Now my father was a farmer
and he always said that all those footpaths between farms, which
have caused so much controversy, they were made there, not for
people to walk for leisure but for workers to walk from one farm
to the next to help at busy times.
We
had 3 employed men. Later we had a farm student who went to
Askham Brian, and he did a survey of the farm and he came to
show John what he had developed and he said. ‘You know, in the
future, you are going to be able to run this farm with one large
tractor and one man’, and we thought, well, this is ridiculous……
I remember the day when
somebody said ‘There’s a new machine that cuts the corn and
thrashes it at the same time and it’s called a combine’.
Everybody rushed to Firbeck where this machine was working to
have a look at it. And then they brought in a potato lifting
machine which only needed 4 women on it, so the mechanisation
since 1949 has been absolutely unbelievable.
……..there was a payment to
pull up hedges and plough up grassland because of this shortage
of food in the 50s. It amuses me very much now because my son is
getting paid to put hedges back.
………
there was a little private school near the Royal Oak in a wooden
hut. The Misses Goodwin. Well, my husband ….. went to the
ordinary school, and he always said that the building of all the
new houses were a great improvement because the quality of the
school children went up.

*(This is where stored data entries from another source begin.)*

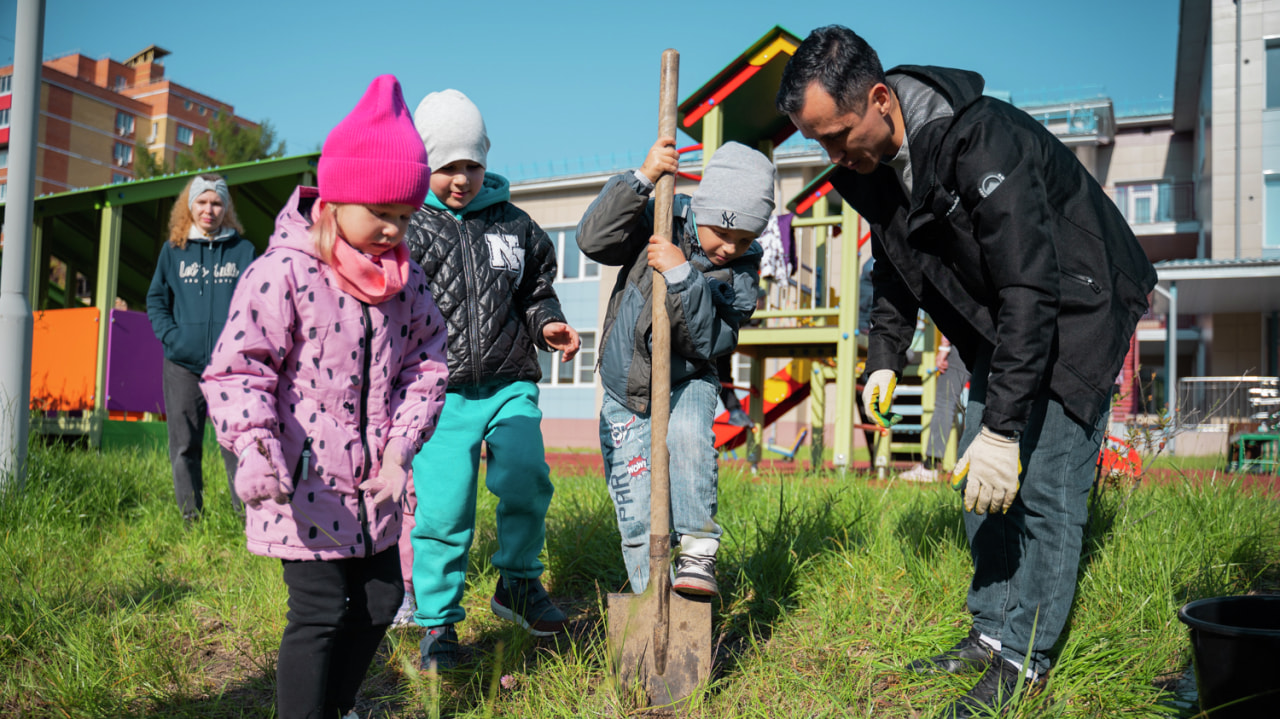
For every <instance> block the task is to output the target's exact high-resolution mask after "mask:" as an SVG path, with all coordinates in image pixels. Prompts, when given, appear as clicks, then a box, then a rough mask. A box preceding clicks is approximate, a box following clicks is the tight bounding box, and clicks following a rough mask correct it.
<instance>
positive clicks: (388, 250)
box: [329, 238, 408, 304]
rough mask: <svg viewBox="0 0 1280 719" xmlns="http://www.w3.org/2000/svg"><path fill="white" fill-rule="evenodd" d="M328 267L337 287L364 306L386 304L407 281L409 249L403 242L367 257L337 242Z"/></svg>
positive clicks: (334, 242) (344, 241)
mask: <svg viewBox="0 0 1280 719" xmlns="http://www.w3.org/2000/svg"><path fill="white" fill-rule="evenodd" d="M329 265H330V266H332V267H333V270H334V274H335V275H337V276H338V287H339V288H340V289H342V290H343V292H346V293H347V294H349V296H352V297H355V298H356V299H358V301H361V302H365V303H367V304H380V303H383V302H385V301H387V299H389V298H392V297H394V296H396V293H398V292H399V290H401V289H403V288H404V283H406V281H408V248H407V247H404V243H403V242H402V243H399V244H397V246H396V247H392V248H390V249H388V251H387V252H383V253H381V255H380V256H379V257H369V256H367V255H365V253H364V252H360V251H358V249H356V248H355V247H352V246H351V244H347V241H346V239H342V238H338V242H334V243H333V261H332V262H330V264H329Z"/></svg>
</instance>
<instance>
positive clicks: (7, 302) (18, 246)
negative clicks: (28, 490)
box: [0, 0, 45, 489]
mask: <svg viewBox="0 0 1280 719" xmlns="http://www.w3.org/2000/svg"><path fill="white" fill-rule="evenodd" d="M14 32H15V38H14V49H13V109H12V111H10V113H12V114H10V116H9V191H8V192H9V196H8V202H6V203H5V224H4V237H5V243H4V244H5V247H4V269H3V273H0V489H6V487H8V486H9V485H10V484H15V485H17V486H22V484H23V482H24V481H26V476H27V435H28V432H29V431H31V426H29V423H31V417H29V416H28V407H29V406H31V331H32V324H33V322H32V317H31V301H29V292H28V288H29V283H31V235H32V232H33V220H35V210H36V127H37V125H36V123H37V122H38V119H40V69H41V67H40V65H41V63H40V59H41V56H42V52H44V43H45V0H18V18H17V23H15V24H14Z"/></svg>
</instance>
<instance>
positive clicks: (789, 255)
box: [756, 214, 795, 280]
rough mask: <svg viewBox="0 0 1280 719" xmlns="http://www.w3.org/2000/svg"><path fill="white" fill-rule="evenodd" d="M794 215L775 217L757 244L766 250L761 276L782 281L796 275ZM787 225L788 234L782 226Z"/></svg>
mask: <svg viewBox="0 0 1280 719" xmlns="http://www.w3.org/2000/svg"><path fill="white" fill-rule="evenodd" d="M792 216H794V215H791V214H787V215H773V216H772V217H769V224H768V225H765V228H764V232H763V233H760V237H759V238H758V239H756V242H759V243H760V248H762V249H764V257H763V258H762V260H760V276H762V278H765V279H773V280H781V279H786V278H790V276H791V274H792V273H795V244H794V243H792V242H791V217H792ZM783 220H785V225H786V232H785V233H783V232H781V230H782V225H783Z"/></svg>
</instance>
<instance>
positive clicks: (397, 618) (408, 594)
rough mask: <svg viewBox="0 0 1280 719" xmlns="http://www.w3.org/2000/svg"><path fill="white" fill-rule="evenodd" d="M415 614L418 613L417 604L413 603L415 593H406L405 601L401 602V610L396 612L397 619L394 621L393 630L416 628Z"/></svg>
mask: <svg viewBox="0 0 1280 719" xmlns="http://www.w3.org/2000/svg"><path fill="white" fill-rule="evenodd" d="M415 612H417V603H415V601H413V592H404V601H401V608H399V609H398V610H397V612H396V618H394V619H392V628H394V629H399V628H403V627H416V626H417V623H416V622H413V613H415Z"/></svg>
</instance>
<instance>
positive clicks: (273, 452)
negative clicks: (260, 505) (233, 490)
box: [236, 438, 293, 509]
mask: <svg viewBox="0 0 1280 719" xmlns="http://www.w3.org/2000/svg"><path fill="white" fill-rule="evenodd" d="M236 494H237V495H238V496H239V498H241V502H243V503H244V504H247V505H250V507H251V508H253V509H257V508H259V505H261V504H262V503H264V502H266V500H268V499H271V500H275V503H276V504H288V503H289V495H292V494H293V481H292V480H291V478H289V471H288V470H285V468H284V453H283V452H282V450H280V440H278V439H275V438H269V439H260V440H256V441H255V443H253V444H251V445H248V446H246V448H244V450H243V452H241V455H239V463H238V464H237V467H236Z"/></svg>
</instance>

He remembered them all, some of them
with no shoes and patched trousers. It was a feudal village, you
see, there were the big houses and then there were the work
people and of course always the pubs. Everybody employed a lot
of labour you see in those days.
The village started to grow
roughly about 45 years ago. ….. Then Ben Bailey got permission
for York Road and Lancaster Crescent which was the beginning of
Tickhill growing to be what it is today.